Brent traded at $52.11 at 1000 GMT, 40 cents down, after touching $52.84 earlier, two cents below the 2016 high.
U.S. oil futures traded as high as $50.74 a barrel, a three and a half month high, before falling by 30 cents to $50.14 a barrel. On Thursday they settled at $50.44 per barrel - the first settlement above $50 since June 23.
The rally had come despite a strengthening dollar, which makes oil more expensive for holders of other currencies, and increases to physical oil supply coming from Libya, Nigeria and Russia.
Some of the support came from Hurricane Matthew in the U.S. Gulf, which could disrupt U.S. oil imports and lead to fuel shortages.
But the overall strength came from speculation that a deal struck last week by Organization of the Petroleum Exporting Countries (OPEC) members to curtail production would finally stem a two-year overhang.
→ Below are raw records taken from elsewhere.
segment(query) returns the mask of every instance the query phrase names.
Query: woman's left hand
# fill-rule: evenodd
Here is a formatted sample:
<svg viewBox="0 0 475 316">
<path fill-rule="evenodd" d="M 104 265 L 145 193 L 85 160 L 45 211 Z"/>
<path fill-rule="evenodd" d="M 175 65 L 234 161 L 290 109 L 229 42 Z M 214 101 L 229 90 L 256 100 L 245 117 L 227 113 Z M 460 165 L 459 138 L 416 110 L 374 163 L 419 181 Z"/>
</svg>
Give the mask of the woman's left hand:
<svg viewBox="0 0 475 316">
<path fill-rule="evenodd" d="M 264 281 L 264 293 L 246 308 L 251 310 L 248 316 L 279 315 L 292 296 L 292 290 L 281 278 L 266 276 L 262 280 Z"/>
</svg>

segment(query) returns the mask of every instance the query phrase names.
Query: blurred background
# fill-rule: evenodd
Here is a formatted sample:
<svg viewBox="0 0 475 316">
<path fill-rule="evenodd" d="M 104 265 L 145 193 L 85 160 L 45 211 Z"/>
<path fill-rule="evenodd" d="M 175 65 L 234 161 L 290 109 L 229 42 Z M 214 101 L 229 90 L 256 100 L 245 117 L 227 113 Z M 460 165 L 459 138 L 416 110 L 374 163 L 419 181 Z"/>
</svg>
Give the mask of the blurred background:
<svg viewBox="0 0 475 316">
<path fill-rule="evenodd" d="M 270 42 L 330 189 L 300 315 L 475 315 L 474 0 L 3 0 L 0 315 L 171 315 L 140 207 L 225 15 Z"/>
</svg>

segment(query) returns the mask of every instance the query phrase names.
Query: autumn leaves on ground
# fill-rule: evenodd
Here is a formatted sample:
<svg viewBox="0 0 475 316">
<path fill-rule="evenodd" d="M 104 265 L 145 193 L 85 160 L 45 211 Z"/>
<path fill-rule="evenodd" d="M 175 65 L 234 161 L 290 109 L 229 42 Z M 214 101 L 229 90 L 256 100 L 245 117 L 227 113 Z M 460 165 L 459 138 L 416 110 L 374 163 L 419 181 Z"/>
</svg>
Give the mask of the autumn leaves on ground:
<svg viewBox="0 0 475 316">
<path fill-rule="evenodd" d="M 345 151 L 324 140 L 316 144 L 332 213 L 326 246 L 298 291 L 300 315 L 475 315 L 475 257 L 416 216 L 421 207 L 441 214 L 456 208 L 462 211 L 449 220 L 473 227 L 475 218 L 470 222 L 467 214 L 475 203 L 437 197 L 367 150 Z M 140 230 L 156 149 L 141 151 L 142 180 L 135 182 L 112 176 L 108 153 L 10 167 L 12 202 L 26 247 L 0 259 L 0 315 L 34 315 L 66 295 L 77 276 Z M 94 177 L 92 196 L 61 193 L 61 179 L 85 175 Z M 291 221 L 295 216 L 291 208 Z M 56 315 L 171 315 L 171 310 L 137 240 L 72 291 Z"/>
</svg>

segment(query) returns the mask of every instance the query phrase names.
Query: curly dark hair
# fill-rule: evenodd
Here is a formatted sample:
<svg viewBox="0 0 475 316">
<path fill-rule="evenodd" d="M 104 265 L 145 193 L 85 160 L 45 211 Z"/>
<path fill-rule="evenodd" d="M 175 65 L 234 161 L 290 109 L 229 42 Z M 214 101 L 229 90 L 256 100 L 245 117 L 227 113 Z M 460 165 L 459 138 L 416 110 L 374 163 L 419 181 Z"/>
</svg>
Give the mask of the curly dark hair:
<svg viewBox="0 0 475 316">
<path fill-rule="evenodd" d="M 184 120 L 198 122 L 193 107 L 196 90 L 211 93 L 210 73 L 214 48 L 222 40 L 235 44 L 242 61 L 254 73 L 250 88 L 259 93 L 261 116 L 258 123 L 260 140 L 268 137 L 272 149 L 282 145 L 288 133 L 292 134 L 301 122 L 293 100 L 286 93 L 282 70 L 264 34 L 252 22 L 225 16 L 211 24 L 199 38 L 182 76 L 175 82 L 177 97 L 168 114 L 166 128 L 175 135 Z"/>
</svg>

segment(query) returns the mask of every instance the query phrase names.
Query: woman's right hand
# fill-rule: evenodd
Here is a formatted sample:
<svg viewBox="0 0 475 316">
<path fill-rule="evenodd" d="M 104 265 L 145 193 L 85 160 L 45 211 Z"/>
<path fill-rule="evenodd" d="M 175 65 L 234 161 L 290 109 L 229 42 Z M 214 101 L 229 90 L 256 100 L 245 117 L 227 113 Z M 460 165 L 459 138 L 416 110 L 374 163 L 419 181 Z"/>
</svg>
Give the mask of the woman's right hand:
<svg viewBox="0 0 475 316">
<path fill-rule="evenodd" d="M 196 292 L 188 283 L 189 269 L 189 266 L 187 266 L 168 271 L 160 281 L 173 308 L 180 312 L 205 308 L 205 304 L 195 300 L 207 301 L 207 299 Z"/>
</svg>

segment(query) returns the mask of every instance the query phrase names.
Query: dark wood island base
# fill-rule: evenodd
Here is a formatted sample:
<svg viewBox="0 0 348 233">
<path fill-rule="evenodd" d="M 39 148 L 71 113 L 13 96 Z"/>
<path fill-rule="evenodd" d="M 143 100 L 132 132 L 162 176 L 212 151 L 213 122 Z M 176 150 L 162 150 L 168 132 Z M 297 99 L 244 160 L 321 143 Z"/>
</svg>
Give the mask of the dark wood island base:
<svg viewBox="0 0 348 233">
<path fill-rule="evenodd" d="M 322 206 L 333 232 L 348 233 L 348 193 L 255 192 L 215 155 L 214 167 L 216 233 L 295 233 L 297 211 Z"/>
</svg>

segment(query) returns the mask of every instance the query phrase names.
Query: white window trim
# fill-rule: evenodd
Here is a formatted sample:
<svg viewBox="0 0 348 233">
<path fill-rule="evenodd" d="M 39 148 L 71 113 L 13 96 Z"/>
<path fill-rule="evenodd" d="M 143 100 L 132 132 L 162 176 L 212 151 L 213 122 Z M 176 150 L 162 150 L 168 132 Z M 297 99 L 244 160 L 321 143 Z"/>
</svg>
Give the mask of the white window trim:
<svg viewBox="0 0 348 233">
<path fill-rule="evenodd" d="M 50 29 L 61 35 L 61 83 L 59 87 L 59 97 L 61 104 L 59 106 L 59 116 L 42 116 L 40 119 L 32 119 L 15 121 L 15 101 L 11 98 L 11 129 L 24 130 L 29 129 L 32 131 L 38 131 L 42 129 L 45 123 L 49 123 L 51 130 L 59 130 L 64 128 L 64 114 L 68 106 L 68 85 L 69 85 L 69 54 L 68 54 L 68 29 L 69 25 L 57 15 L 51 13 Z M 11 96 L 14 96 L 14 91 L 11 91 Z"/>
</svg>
OPEC leaders were also expected to meet with officials from oil producing behemoth Russia next week.
But analysts said the agreement's support was fragile, given the overhang of physical crude oil.
"This isn't really sustainable," Hamza Khan, head of commodities strategy with ING, said of the rally, adding that fears the hurricane could impact U.S. oil stocks were one of the only fundamental factors supporting the market. "It all could be over by next week."
Both front-month contracts above $50 per barrel and each forward curve in contango, in which contracts for future delivery are more expensive than those for immediate sale, the entire crude futures complex has moved back over $50 per barrel. (Chart: http://tmsnrt.rs/2dz0bQH)
Some warned this could ultimately hurt OPEC member nations by giving a boost to other producers.
"Many U.S. shale oil producers have now hedged their production, which is likely to put the brakes on the price rise," anaylsts at Commerzbank said in a note. "In other words, OPEC is shooting itself in the foot in the medium to long term."
Top exporter Saudi Arabia cut its benchmark crude prices to Asia this week, while Libya exported the first oil tanker from the port of Zuetina since 2015, adding to global supplies.